Je crois que si on veut résumer l'ensemble des problèmes
qui n'ont pas de solution dans ce projet de loi, on pourrait dire qu'on voit
ici, dans la question du régime des eaux, un autre exemple de ce
comportement des gouvernements modernes ce n'est pas particulier au
Québec en vertu duquel on n'a plus un Etat, un gouvernement qui
agit comme un tout intégré et coordonné, mais une
série d'entreprises gouvernementales parallèles, chacune avec ses
préoccupations et ses pouvoirs et avec, dans le fond, le problème
de coordination de toutes ces interventions et de toutes ces entreprises
gouvernementales largement laissées au hasard des circonstances et
à l'initiative des citoyens. C'est tout à fait déplorable,
je pense, et il va bien falloir, un jour, commencer par apporter des solutions
à chacun des domaines où on retrouve ces pareils tiraillements de
l'administration publique dont les citoyens doivent faire les frais.
Deux exemples viennent tout de suite à l'esprit lorsqu'on parle
du régime des eaux.
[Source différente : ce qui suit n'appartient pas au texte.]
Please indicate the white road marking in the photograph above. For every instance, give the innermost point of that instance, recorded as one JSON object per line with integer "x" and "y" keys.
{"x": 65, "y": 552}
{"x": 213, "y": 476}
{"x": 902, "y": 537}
Le premier exemple, c'est qu'on devrait trouver dans
un projet de loi comme celui-là une affirmation qui aurait à peu
près l'effet suivant, à savoir qu'une autorisation donnée
pour un empiétement par le ministère des Richesses naturelles
fait preuve de façon irréfutable et irrévocable d'une
autorisation gouvernementale quant à tous les usages et à toutes
les préoccupations gouvernementales, y compris celles de
l'environnement.
Qu'un ministère qui est chargé de gérer le
patrimoine territorial, qu'il s'agisse des terres, des eaux, des forêts
ou Dieu sait quoi, donne une autorisation pour un usage spécifique et
privé d'une partie du territoire. Cela devrait faire preuve relativement
à toutes les autres préoccupations et il ne devrait pas
être possible au ministère de l'Environnement de dire:
Peut-être que oui, vous avez le droit de faire un empiètement,
mais pour des raisons d'environnement, on veut contester cette autorisation qui
a été donnée dans le cadre plus étroit d'une
gestion du patrimoine territorial.
Je pense qu'il y aurait un grand intérêt pour le citoyen
à ce que la loi lui donne des protections, des garanties de ce
côté, que ce qui est fait par un ministère ne puisse pas
être remis en question par un autre ministère.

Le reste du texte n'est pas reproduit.